Posizione confermata in un’intervista alla CNBC di qualche giorno fa anche dal Ceo di Goldman, David Solomon, che pur considerando le criptovalute come «altamente speculative», ha parlato di «grande potenziale nella tecnologia» che manda avanti il settore.

Va ricordato come Goldman Sachs già in passato abbia investito in 11 società di asset digitali che forniscono servizi come la compliance, i dati sulle criptovalute e la gestione della blockchain. E il team dedicato agli stessi asset sia cresciuto vistosamente negli ultimi anni. Investimenti e azioni che denotano una certa vicinanza al settore. E che dunque danno un senso anche alla volontà, in un periodo così difficile per il mondo delle crypto, di trovare nuove opportunità.

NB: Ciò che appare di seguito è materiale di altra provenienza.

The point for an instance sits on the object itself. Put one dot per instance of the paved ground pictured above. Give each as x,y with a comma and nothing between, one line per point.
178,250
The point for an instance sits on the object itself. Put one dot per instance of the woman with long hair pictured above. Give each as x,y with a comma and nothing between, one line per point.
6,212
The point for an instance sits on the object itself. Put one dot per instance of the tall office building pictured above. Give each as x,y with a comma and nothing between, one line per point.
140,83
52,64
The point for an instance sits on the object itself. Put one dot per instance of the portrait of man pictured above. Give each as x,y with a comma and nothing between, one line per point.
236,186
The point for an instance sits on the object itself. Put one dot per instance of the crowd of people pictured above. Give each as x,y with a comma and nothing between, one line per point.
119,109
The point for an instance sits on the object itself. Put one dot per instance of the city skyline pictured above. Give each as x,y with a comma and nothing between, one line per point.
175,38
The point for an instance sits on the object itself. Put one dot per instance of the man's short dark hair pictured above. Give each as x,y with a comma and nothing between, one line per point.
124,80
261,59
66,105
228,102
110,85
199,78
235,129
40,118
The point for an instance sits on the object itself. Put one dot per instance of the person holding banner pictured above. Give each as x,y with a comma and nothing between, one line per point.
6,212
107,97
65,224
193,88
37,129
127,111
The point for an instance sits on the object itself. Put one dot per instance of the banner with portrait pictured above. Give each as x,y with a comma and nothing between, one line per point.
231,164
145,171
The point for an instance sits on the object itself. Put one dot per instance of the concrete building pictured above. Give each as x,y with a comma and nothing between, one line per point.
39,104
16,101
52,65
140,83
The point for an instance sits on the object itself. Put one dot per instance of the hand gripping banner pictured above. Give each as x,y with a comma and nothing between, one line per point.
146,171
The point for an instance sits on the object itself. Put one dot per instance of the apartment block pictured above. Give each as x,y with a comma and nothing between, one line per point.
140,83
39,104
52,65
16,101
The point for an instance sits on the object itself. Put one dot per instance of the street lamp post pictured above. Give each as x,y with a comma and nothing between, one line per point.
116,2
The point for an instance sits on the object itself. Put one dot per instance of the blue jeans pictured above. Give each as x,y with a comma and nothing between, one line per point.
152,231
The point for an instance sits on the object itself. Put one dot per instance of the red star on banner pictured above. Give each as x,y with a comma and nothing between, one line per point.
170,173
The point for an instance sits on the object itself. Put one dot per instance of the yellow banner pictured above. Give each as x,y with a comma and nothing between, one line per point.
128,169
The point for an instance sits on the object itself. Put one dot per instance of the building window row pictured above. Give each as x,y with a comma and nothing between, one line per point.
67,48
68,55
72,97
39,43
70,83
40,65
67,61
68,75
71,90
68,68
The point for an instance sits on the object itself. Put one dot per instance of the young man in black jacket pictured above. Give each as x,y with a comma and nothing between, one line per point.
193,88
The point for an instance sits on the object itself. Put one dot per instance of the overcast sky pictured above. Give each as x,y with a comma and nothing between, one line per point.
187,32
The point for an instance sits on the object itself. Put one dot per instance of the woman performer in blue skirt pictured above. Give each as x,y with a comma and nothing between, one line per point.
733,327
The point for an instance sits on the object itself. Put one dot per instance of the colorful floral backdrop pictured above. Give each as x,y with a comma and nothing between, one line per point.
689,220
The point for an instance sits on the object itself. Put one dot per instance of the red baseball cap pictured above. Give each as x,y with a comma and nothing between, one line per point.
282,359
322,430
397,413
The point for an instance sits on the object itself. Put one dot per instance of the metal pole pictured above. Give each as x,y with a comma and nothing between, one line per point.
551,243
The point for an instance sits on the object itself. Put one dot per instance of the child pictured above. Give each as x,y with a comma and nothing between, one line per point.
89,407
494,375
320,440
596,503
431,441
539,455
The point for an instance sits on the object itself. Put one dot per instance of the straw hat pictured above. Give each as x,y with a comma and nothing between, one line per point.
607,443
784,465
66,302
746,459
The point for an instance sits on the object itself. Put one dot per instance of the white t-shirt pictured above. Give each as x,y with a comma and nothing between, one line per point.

Il mercato globale delle criptovalute sta attraversando un anno orribile. Dopo il picco di 2,9 trilioni di dollari raggiunto alla fine del 2021 (dati di CoinMarketCap), la tempesta sui mercati, la stretta delle banche centrali e il crollo di FTX hanno spalancato le porte a perdite ingenti. Così il mercato ha perso circa 2 trilioni, con l’ultimo numero disponibile che indica un valore pari a 865 miliardi. Per fare un esempio: un anno fa, un Bitcoin veniva scambiato a circa 45mila dollari. Oggi il valore è di poco superiore ai 16mila, per un crollo del 63%. Un crollo che secondo un recente post pubblicato sul sito ufficiale della Bce sancisce la fine della criptovaluta regina, «destinata all’irrilevanza» nel giro di poco tempo. Una previsione quella della Banca centrale europea che, evidentemente, non trova sponda in Goldman Sachs, dove la fiducia nelle criptovalute è ancora viva.